To be sure, Thompson has dressed his arguments before us in the garb of United States v. Alston, 611 F.3d 219, 222-23 (4th Cir.2010) (holding that a prior conviction based on an Alford plea does not support application of the ACCA), which was decided many months after his sentencing hearing. But, as the holding in Alston is itself based squarely on the plain language of Shepard, Alston's specific reliance on the fact that the defendant in that case had tendered an Alford plea is wholly inconsequential to the properly preserved ACCA issue in this case. See United States v. Vann, 660 F.3d 771, 776 (4th Cir.2011) (en banc) ("Shepard prevents sentencing courts from assessing whether a prior conviction counts as an ACCA predicate conviction by relying on facts neither inherent in the conviction nor admitted by the defendant.” (quoting Alston))-, see also United States v. Flores-Vasquez, 641 F.3d 667, 672-73 (5th Cir.2011) ("[T]he mere fact that a defendant enters a plea denominated as an 'Alford plea’ does not preclude a sentencing court from relying upon a proffer of facts which was independently confirmed by the defendant.”), cert. denied, - U.S. -, 132 S.Ct. 361, — L.Ed.2d -, No. 11-6006, 2011 WL 4536495 (U.S. Oct. 3, 2011).
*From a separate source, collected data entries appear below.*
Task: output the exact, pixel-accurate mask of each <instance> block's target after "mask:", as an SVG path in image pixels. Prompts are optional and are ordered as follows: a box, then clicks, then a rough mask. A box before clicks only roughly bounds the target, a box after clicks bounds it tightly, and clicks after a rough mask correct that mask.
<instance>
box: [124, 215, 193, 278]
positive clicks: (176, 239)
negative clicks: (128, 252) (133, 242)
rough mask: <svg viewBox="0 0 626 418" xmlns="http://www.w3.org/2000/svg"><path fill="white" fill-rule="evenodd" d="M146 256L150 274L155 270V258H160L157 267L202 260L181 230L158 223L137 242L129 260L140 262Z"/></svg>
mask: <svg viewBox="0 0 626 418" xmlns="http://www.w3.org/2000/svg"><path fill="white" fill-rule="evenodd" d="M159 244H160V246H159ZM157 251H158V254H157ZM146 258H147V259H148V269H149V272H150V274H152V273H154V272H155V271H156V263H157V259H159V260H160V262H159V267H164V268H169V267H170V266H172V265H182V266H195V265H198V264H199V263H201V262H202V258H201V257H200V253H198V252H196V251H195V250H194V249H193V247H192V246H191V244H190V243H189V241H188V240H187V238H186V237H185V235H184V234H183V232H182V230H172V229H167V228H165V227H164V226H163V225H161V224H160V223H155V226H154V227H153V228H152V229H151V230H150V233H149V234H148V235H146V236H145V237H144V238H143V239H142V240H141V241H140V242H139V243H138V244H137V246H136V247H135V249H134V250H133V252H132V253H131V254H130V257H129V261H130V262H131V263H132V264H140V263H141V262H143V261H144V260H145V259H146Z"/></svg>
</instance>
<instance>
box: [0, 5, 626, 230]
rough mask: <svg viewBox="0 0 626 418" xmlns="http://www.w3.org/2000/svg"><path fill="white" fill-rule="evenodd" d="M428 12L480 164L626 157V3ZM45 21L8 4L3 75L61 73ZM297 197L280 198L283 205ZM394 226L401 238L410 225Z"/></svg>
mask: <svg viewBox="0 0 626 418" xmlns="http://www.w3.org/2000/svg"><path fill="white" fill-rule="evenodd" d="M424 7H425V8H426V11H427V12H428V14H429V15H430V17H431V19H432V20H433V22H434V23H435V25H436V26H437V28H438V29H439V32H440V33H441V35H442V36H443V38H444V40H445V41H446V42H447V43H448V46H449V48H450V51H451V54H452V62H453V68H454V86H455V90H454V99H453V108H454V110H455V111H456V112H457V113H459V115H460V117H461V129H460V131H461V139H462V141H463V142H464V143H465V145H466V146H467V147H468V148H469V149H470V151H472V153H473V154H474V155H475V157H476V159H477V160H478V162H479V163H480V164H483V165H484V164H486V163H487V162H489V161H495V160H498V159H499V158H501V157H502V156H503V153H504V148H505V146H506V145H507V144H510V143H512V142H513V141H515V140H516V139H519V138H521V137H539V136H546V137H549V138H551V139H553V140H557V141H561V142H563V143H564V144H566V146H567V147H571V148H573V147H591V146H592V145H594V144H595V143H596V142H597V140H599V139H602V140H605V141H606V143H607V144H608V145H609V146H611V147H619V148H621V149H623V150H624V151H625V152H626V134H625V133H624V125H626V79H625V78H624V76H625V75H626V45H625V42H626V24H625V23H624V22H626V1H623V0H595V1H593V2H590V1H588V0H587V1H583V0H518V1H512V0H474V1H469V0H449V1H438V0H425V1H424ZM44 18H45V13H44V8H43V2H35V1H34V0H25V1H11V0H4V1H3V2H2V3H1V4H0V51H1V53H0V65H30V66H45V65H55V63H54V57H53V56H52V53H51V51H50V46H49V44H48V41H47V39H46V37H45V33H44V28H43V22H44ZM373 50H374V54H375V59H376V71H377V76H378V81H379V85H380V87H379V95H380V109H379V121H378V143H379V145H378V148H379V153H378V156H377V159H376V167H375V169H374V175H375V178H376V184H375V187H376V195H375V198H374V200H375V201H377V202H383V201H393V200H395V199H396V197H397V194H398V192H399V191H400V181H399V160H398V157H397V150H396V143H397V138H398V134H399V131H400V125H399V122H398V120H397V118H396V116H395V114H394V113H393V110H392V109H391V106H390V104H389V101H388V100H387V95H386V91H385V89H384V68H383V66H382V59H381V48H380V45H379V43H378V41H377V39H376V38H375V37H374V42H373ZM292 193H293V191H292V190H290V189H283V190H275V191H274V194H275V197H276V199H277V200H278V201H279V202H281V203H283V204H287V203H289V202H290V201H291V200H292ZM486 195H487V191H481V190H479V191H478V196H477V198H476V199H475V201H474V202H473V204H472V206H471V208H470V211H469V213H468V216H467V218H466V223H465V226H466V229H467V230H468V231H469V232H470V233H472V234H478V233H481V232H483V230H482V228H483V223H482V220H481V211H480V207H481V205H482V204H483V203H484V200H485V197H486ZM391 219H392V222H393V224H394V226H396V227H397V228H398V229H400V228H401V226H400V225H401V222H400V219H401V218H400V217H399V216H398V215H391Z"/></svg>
But see United States v. Toyer, 414 Fed.Appx. 584 (4th Cir. 2011) (unpublished) (strictly limiting the holding in Alston to prior convictions based on formal Alford pleas).

In any event, only a future en banc court will be able to reconcile the majority's holding and rationale in this case with the holding and rationale in Alston. This is so because the acts and statements of Thompson's agent/lawyer in this case are indistinguishable in form or substance from the acts and statements of Alston's agent/lawyer. See Alston, 611 F.3d at 221 ("Following the proffer, Alston, through counsel, stipulated that the State’s witnesses would have testified [that he had pointed a handgun at three victims], but Alston never agreed to the truth of the proffered facts.”) (emphasis added).
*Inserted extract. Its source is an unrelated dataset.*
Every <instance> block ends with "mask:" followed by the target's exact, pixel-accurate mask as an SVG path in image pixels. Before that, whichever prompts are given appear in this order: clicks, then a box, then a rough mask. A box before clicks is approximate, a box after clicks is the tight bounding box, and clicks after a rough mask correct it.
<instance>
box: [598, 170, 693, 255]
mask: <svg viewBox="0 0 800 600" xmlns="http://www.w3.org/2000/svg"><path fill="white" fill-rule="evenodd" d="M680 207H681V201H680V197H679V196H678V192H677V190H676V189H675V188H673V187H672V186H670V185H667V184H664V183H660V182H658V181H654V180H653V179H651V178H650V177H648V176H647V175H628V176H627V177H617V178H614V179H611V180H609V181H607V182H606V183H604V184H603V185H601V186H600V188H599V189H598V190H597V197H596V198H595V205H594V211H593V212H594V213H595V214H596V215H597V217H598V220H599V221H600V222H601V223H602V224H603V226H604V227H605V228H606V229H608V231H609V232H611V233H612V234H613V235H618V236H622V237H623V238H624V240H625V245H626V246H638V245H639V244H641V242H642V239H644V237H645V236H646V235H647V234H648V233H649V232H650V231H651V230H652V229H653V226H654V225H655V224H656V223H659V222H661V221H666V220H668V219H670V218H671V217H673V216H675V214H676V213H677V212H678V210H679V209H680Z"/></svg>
. Of course, what Judge Wilkinson was alluding to, in part, in his discussion in Thompson, 421 F.3d at 282 n. 3, was the following passage from Justice Souter’s opinion in Shepard, in which the Justice reiterated the wisdom of Taylors categorical approach, as refined in Shepard:

The Court thus anticipated the very rule later imposed for the sake of preserving the Sixth Amendment right, that any fact other than a prior conviction sufficient to raise the limit of the possible federal sentence must be found by a jury, in the absence of any waiver of rights by the defendant.
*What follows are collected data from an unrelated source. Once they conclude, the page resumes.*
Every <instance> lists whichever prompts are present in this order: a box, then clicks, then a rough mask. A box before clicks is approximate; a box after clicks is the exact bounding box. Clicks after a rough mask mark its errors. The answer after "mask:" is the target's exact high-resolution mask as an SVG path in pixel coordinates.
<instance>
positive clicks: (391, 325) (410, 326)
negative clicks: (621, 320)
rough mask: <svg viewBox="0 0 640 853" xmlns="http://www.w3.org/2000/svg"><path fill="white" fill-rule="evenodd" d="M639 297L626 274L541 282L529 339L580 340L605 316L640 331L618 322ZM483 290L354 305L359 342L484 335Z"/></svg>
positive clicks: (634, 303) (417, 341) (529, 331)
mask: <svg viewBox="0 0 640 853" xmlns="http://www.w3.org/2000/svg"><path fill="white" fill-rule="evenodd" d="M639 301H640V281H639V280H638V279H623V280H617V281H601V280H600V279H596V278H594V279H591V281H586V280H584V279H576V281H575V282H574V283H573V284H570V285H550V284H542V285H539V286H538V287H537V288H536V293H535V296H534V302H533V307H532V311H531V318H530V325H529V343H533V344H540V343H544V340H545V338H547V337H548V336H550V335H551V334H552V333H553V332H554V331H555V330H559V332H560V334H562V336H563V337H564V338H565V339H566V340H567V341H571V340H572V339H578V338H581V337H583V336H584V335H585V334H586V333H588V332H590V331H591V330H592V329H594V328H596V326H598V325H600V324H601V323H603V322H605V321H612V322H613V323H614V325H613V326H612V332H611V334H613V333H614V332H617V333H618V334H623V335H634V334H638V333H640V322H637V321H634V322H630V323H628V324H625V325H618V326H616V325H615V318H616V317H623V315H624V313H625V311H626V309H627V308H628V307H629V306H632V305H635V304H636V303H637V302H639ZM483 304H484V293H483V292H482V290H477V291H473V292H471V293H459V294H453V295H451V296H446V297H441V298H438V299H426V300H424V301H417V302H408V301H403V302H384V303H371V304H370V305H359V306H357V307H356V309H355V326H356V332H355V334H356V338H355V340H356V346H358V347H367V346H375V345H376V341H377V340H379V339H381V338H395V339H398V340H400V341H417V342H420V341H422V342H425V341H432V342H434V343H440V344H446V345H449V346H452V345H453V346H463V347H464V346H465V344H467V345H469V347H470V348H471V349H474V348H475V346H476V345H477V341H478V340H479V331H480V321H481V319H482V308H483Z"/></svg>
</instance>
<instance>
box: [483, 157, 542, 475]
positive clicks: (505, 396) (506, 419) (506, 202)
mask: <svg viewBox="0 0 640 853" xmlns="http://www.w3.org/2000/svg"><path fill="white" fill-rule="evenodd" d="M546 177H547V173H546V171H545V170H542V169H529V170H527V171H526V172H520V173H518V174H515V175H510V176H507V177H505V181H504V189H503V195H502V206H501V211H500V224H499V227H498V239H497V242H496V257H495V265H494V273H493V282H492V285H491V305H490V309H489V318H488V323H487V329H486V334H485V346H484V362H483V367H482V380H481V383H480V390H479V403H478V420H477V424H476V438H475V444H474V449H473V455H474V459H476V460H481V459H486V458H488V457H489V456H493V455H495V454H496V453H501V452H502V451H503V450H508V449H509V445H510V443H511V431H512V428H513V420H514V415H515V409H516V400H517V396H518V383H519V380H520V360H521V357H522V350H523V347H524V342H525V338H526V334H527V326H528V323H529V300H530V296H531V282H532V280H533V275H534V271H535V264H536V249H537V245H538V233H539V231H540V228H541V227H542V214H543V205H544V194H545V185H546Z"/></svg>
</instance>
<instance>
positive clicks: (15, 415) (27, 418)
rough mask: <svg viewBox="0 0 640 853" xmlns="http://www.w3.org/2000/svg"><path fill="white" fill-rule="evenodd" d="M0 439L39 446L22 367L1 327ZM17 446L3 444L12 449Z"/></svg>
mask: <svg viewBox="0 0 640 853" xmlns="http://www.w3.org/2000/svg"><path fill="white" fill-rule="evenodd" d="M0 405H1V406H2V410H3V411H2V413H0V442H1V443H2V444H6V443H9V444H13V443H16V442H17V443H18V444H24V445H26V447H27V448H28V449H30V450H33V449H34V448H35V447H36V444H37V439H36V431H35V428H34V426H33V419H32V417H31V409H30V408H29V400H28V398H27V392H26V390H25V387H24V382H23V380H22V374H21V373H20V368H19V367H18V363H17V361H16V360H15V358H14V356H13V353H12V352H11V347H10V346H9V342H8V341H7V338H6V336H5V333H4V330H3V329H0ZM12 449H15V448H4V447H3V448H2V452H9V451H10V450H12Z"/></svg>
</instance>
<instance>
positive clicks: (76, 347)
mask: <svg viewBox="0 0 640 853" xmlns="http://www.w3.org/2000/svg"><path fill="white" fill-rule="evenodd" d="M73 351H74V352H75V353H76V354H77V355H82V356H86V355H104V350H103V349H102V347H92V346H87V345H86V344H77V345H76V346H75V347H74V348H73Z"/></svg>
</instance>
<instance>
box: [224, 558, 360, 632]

Shepard, 544 U.S. at 24, 125 S.Ct. 1254 (emphasis added). Cf. United States v. Milam, 443 F.3d 382, 387 (4th Cir.2006) (“To presume, infer, or deem a fact admitted because the defendant has remained silent, however, is contrary to the Sixth Amendment.”).

. In response to this partial dissent, the majority has suggested in a footnote that immediately after Thompson's attorney told the state court judge that she had “no additions or corrections to make,” “Thompson then stated he had nothing to add.” Maj. Op. at 348 n. *. (emphasis added) In fact, however, the portion of the transcript of the guilty plea proceedings referred to by the majority plainly shows that Thompson most assuredly did not make the statement attributed to him by the majority immediately after his lawyer’s disclaimer. Rather, the record shows that the state court judge had proceeded to the sen*353tencing phase of the hearing and that, when Thompson was invited to exercise his right of allocution, he simply declined. The transcript of the colloquy among the judge, the defense attorney (“Ms. Shapiro”) and the prosecutor ("Mr. McDaniel”) reads as follows immediately after the state’s proffer:

THE COURT: Any additions or corrections?
MS. SHAPIRO: No, Your Honor.
THE COURT: Based on that statement of facts, Mr. Thompson, I find you guilty of wear, carrying and transporting and assaulting Officer Geolamas. All right. With regards to sentencing, Mr. McDaniel?
MR. McDANIEL: Your Honor, State would submit on the conversations at the bench.
THE COURT: Miss Shapiro?
MS. SHAPIRO: I would submit as well. Mr. Thompson, is there anything that you would like to say to the judge—
THE COURT: Well, before he says anything, have you prepared the sentencing guideline sheet, Mr. McDaniel?
MR. McDANIEL: Yes, Your Honor.
THE COURT: And have you shown it to Miss Shapiro?
MR. McDANIEL: Here you are.
THE COURT: Miss Shapiro, is that correct?
MS. SHAPIRO: Yes, Your Honor.
THE COURT: And completely filled out? MS. SHAPIRO: Yes, Your Honor.
THE COURT: Then, I assume, Mr. McDaniel, you filled it out correctly to the best of your knowledge?
MR. McDANIEL: To the best of my knowledge, Your Honor.
THE COURT: All right. Would you please submit it to the clerk. All right. Now, would you advise your client of his right of allocution.
MS. SHAPIRO: Mr. Thompson, is there anything that you would like to say to the judge? I have spoken on your behalf this morning. You have an opportunity to speak if you'd like to or you can remain silent. Is there anything else you’d like to say?
THE DEFENDANT: No, ma’am.
THE COURT: All right.

J.A. at 639-40.

I do respect the contraiy views of my good colleagues in the majority as to what the law requires in this case; our difference is one born of an earnest and studied effort by all to apply the law faithfully. No less so than judicial hostility (seen in some quarters) to the vagaries of the Supreme Court’s sentencing jurisprudence under the Armed Career Criminal Act, judicial disagreements over the appropriate interpretation and application of the principles the Court has enunciated are entirely understandable. In the end, only the Supreme Court itself can provide the clarification so urgently needed. In that spirit, I would suggest that Thompson’s counsel (who has ably represented his client upon appointment by this court) save the taxpayers a few dollars and forego the customary petition for rehearing in this case and seek certiorari without inordinate delay.